# sunflowers



## Skyseternalangel (Jul 23, 2011)

Omg favourite flower ever!!! Absolutely love sunflowers.

I wish I knew more about them though. I know some only bloom once, but other varieties will bloom again and again. Don't know which is which though.. some sunflower lover I am!

Have fun with them though!


----------



## waresbear (Jun 18, 2011)

I love "SunnyFlowers"!!!! I bought two potted ones last year, but alas, too much rain, they died, dead, wilted, I was sad. I love your "SunnyFlowers", that big one is awesome, I smile when I see them.


----------



## Endiku (Dec 6, 2010)

We have lots of wild ones in my area and I LOVE them!
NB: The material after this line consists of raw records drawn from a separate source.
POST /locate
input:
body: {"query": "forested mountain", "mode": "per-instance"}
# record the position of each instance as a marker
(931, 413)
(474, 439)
They only seem to bloom once, but tend to last for a while in my area.


----------



## Palomine (Oct 30, 2010)

I never plant them, I feed birds in the winter Black Oil Sunflower Seeds, and the ones the birds miss, come up. 2nd time this has happened, and one right now is over 7 feet tall with tons of blooms.

Last year I had about 100 plants before the fool spousal unit mowed them down, you would think since the grass was 1 inch and the plants were at that time 3 feet tall???? Moron.

But the birds really enjoyed them and it was great watching them climb the stalks to eat the seeds.


----------